Belki kırk, belki de daha fazla yıl sonra doğup büyüdüğüm, çocukluğumun geçtiği Kula'ya, geçmişin izlerini yeniden görüp yaşamak için çıkıp gelmiştim
Antik çağlarda yanındaki binlerce yıl önce sönmüş Divlit Yanardağı nedeniyle adı "Yanık ülke" diye bilinen Kula'nın, Arnavut kaldırımlı dar ve kıvrımlı gizemli sokaklarında gezinirken, çocukluğumdaki iki katlı biblo gibi sevimli cumbalı tarihi taş evlerden bazılarının ilgisizlikten yıkılarak harabeye döndüğünü görünce üzülmüştüm…
Bir zamanlar bu tarihi evlerinin hayatlarında imece usulü ilmek ilmek halı dokuyan genç kızların kirkit sesleriyle, taş döşeli dar ve kıvrımlı sokaklarda demir tekerlekli at arabalarının nal seslerini duyar gibi oluyordum.
Tarihi Kurşunlu Caminin etrafındaki basık tavanlı dükkânlarında yün ve pamuk atan hallaçların tokmak, kınnap sesleriyle demirciler, bakırcılar ve tenekeciler arastasında ardı arkası kesilmeyen örs ve çekiç sesleri de duyulmuyordu.

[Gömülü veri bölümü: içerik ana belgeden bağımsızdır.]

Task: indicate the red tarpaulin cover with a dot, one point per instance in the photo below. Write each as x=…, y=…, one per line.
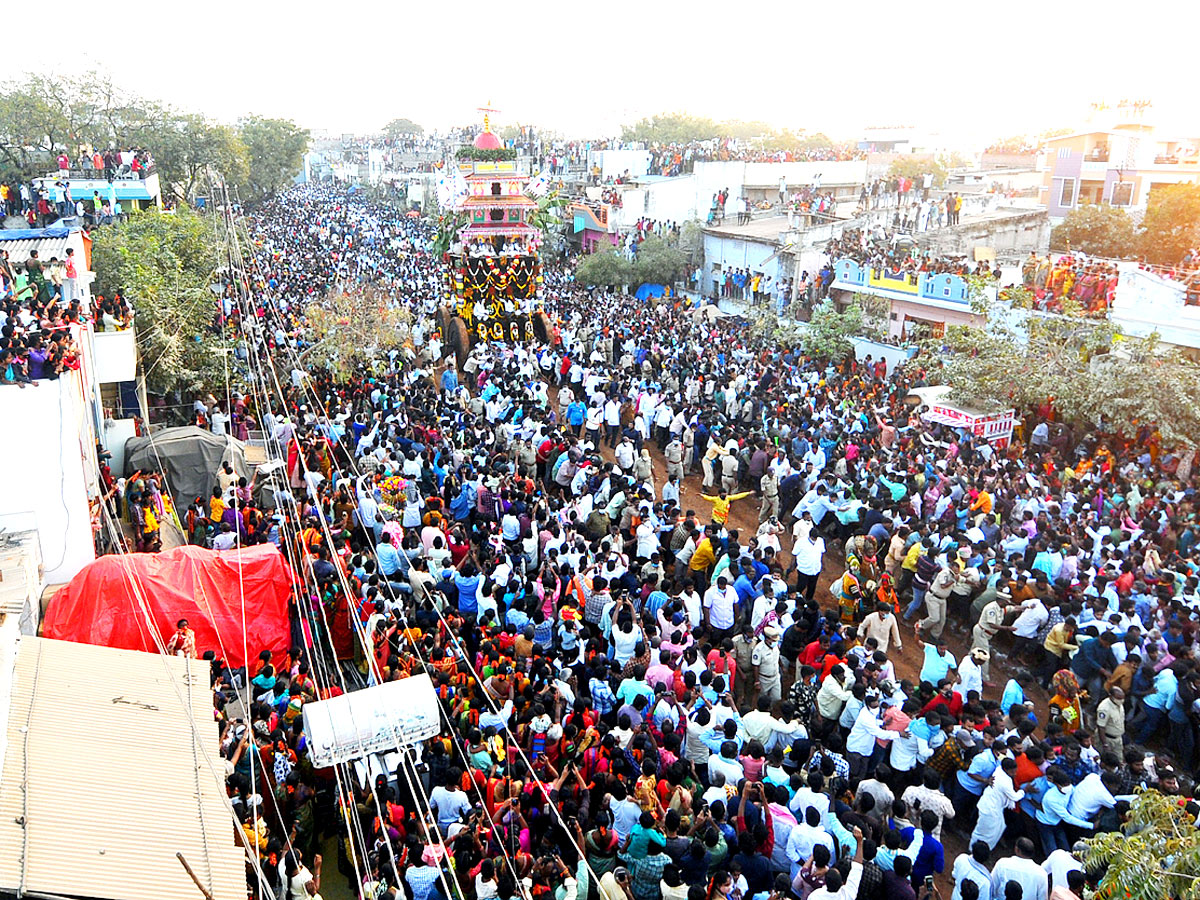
x=202, y=586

Çarşıdaki ayakkabıcılar, semerciler, saraçlar, halıcılar, Kumaşçılar, peştamalcılar, terziler, zücaciyeciler, leblebiciler, susamlı helva, pekmez, tahin helva, akide şekeri ve höşmerim satan tatlıcılar tek tük ayakta kalmıştı.
Kuzu kapama, oğlak dolması, darplı çiğer dolması başta olmak üzere bütün yemeklerini kömürde güveçte pişiren aşçılar, susam böreği, su böreği, sekerli pide, tırnaklı pide, kakırdaklı pide ve kabak pidesiyle ünlü pidecilerle ekmeklerini taş fırında odun ateşiyle pişiren fırıncıların da sayısı azalmıştı.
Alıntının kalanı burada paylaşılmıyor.